Stateside,  Terrorism

Close call in Spokane

MSNBC reports:

A backpack discovered along the route of the Martin Luther King Jr. march in Spokane [Washington] contained a bomb “capable of inflicting multiple casualties,” the FBI said Tuesday.

The FBI said a suspicious backpack was found about 9:25 a.m. PST on Monday on a bench at the northeast corner of North Washington Street and West Main Avenue in downtown Spokane.

A bomb disposal unit was called in and neutralized the device. The FBI said in a statement on Tuesday that “the backpack contained a potentially deadly destructive device, likely capable of inflicting multiple casualties.”

The FBI has refused to discuss how the bomb was constructed.

“Suffice it to say it was of grave concern,” Frank Harrill, special agent in the charge of the Spokane FBI office, told NBC News.

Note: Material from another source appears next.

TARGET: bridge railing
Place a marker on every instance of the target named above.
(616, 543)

“You could describe it as an improvised destructive device … or improvised explosive device,” Harrill said.

Area workers initially reported the suspicious package to Spokane police. The march was slightly re-routed and delayed because of the bomb scare.

“The three contract workers in the area who were there are unsung heroes,” the FBI spokesman said.

The FBI has not established an official motive, but Harrill told NBC News “the timing and placement of the backpack (along the march route) is inescapable.”

“At that point, it falls directly in the realm and sphere of domestic terrorism,” Harrill told the Associated Press. “Clearly, there was some political or social agenda here.”

A decade ago, nearby northern Idaho was something of a haven for white nationalists, and there are still some around.